I got my first smartphone on May 26, 2012.
I was 27 years old, and every minute of my life was spent mothering my three little kids. My world was tactile and immediate—crumbs on the floor, bedtime stories, and lots of crying all around.
Andrew didn’t want to get a smartphone. He’s always been averse to spending money, and he didn’t think it was necessary. In retrospect, his hesitation seems almost prophetic.
I argued that everyone had one. All my friends were talking about this new thing. It seemed a better, easier way to stay in touch with people. I had heard of something called Instagram, and I wanted it. Everyone we knew was playing Words with Friends. One by one, all our friends, family, and acquaintances were falling like dominoes, joining the club buying their own smartphones. And I wanted in the club.
My enthusiasm was undampened by his uncertainty. This device promise connection, convenience, and fun. It seemed there were no drawbacks.
I don’t remember how long we debated this decision that so fundamentally changed our lives, but obviously, Andrew succumbed to my persuasion and we both became proud (or reluctant, in Andrew’s case) owners of smart phones.
I’ve thought often about that decision in the almost 13 years since then. I had no idea at the time what a monumental shift I was making in my life—what effect this device would come to have not just on me but on the entire world.
It changed literally everything.
The way we talk, communicate, spend our leisure time, relax, argue, decompress, waste time, work, shop, navigate, drive, capture ideas, take pictures, write, read, and think.
I went from carrying around my clunky but wonderful DSLR to take pictures for my real-life scrapbooks, to snapping blurry, pixelated selfies that I then slapped an aggressive filter on to put onto social media. (This digital “scrapbook” that hasn’t at all lived up to the quality of the way I used to document our lives.)




My conversations moved gradually from mostly in-person or on the phone, to brief texts, to mainly just likes and emojis. My mind and thoughts became more distracted, frazzled, and fragmented as I added more and more to my digital world.
I traded depth and for convenience. Research confirms what I have felt intuitively—our attention spans have shortened, our anxiety has increased, and our capacity for deep thinking has diminished.
My family remained the same—I’m still married to the same person and I have the same 3 children—but this little device forever altered the way we lived.
Obviously, to some degree, growing older would have done that anyway. People change. The world evolves. That’s part of life.
But I’ve often wondered if I could have—should have—resisted that decision, even for a little longer.
I don’t want to come across as a nostalgic technophobe (although maybe that’s partly true?). Smartphones have made my life objectively better in a handful of ways. I can navigate unfamiliar roads without getting lost. I can maintain connections with distant loved ones in ways that were previously impossible.
But it’s also true that it hasn’t all been good. It set us all on a path we couldn’t have foreseen, and if I’d known, maybe I’d have opted out.

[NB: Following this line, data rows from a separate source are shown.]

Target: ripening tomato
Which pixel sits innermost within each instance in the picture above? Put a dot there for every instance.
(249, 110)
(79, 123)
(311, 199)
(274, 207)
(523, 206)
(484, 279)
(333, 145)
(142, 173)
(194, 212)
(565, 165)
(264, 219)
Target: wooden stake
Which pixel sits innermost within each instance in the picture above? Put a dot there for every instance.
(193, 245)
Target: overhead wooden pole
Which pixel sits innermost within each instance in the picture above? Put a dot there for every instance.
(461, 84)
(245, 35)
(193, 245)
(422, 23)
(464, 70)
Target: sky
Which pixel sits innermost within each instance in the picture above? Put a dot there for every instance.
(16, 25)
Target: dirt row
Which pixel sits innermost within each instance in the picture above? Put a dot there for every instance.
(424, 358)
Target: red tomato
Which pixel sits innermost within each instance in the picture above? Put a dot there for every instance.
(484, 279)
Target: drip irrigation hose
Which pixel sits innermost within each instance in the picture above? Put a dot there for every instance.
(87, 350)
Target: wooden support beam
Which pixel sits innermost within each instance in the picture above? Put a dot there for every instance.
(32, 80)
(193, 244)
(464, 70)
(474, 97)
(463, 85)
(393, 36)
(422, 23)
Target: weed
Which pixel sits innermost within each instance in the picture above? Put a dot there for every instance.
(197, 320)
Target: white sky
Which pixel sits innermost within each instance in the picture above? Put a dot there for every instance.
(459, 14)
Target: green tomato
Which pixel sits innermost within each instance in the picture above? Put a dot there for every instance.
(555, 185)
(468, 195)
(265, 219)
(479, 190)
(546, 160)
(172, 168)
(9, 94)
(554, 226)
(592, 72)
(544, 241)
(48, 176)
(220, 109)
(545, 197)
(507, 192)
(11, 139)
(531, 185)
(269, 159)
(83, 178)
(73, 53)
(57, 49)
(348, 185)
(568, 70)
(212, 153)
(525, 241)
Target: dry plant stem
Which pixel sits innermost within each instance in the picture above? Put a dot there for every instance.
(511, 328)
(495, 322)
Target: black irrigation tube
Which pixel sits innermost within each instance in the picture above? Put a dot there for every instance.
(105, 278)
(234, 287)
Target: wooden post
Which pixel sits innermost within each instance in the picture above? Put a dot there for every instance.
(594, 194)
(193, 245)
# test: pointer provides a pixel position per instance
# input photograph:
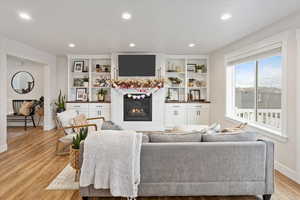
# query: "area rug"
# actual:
(65, 180)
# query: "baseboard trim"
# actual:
(291, 174)
(3, 148)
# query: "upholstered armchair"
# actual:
(66, 130)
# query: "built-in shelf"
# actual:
(182, 66)
(99, 73)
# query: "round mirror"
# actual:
(22, 82)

I don’t know if I could have avoided it completely. I don’t know if it’s really possible to live in the current world without a smartphone. (Believe me, I’ve contemplated long and hard the idea of getting rid of it, and I just can’t bring myself to do it; the sacrifice is too great.)
But I’ve wished so many times I could go back in time and warn myself, or all of us. It seemed a small decision—just buying a little gadget that could fit in our pockets. How big of a deal could it possibly be?
But there is no single purchase that has had as big of an impact on my life as that one.
I wish I’d had more time without it, more information about it, or a prediction about what it would do.
But of course, I can’t go back. I can’t undo this.
We’re all stuck with this world we accidentally created when we inadvertently opted into constant connection.
And now I struggle, on an hourly basis, to find a way to live with that irreversible choice, to grapple with the consequences of what we all made. The overwhelm, the loneliness of so many, the disconnect, the harm, the anger, the isolation, the cost.
I know the tone of this little essay won’t land with everyone. I know I don’t represent universal sentiment when I lament about our online lives and digital overwhelm. Most people I know seem totally fine with the way things turned out with smartphones. I’m just the crazy lady holding a cardboard sign on the street corner hollering about the end of the world.
But I can’t help but be resentful, remorseful, and a little angry at how unthinkingly I chose this path, and at how quickly I allowed it to become an unstoppable boulder rolling down the hill.
I can’t go back. But I’m trying to find a better way to go forward—small boundaries to help reclaim some of what was lost.
I completely agree and deeply feel the same sentiments. I am also jealous of the years you had with your children smart phone free. I get the irony that I clicked over to this essay from my email inbox and am typing out this response with staccato thumbs… but oh how the guilt eats at me over the time I’ve wasted on this damned thing. A hippy commune sounds less insane the older I get. Add this to the list of long conversations I want to have with you in person.